[Pkg-ofed-devel] ofa-kernel: ib_query_gid() failed

Guy Coates gmpc at sanger.ac.uk
Mon Oct 12 19:18:53 UTC 2009


Mario Lang wrote:
> Guy Coates <gmpc at sanger.ac.uk> writes:
> 
>>> However, opensm fails to start which can be traced down
>>> to ibstat -p hanging.  dmesg produces the following output upon
>>> /etc/init.d/opensm start:
>>>
>>> Oct 12 12:52:48 node1 kernel: [   78.170077] ib0: ib_query_gid() failed
>>> Oct 12 12:52:58 node1 kernel: [   89.272789] ib0: ib_query_port failed
>>>
>>> We dont get any other obvious dmesg errors.
> 
>> Does opensm run if you explicitly tell it to start on the port?
> 
> Yes, but the log is full of errors.  I attach it at the end of this mail.
> 
>> Does ibstat hang if you do not give it the -p option?
> 
> node1:~# ibstat
> ibpanic: [5764] main: stat of IB device 'mlx4_0' failed: (Device or resource busy)
> 
>> That sounds like a bug that should be reported to the openfabrics
>> people.
> 
>> (I can't reproduce it on my setup, so it sounds like this is a
>> hardware dependant bug.)
> 
> Is there a good way to verify that all the modules required are
> really loaded from /lib/modules/$(uname -r)/updates/ to make sure
> the ofa-kernel install really did what it was supposed to do?

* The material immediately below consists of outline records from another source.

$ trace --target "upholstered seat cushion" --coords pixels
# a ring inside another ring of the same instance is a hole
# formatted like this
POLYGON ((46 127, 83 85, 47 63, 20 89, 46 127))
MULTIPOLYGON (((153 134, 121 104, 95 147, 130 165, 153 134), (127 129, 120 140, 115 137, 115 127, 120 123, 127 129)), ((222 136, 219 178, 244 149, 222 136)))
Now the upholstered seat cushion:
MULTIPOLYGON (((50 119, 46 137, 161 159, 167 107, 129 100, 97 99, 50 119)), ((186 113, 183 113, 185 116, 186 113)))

You can run modinfo on all the modules;

/sbin/lsmod | awk '{print $1}' | xargs modinfo | grep filename

That will tell you what modprobe would load. However, that is not quite
the same as what module *actually* was loaded.

You should regenerate your initrd too, to make sure that the new modules
are installed there too.

 update-initramfs -u

This sounds like the same problem that  jobic at polytech.univ-mrs.fr
reported back in August; we were not able to get to the bottom of it,
but your testing certainly points to a fairly fundamental bug in the
ofa-kernel modules.


Can you try on a node with a minimal infiniband configuration?

deconfigure the ipoib interfaces and just load the following modules:

mlx4_ib
ib_umad

That should be enough to get ibstat working.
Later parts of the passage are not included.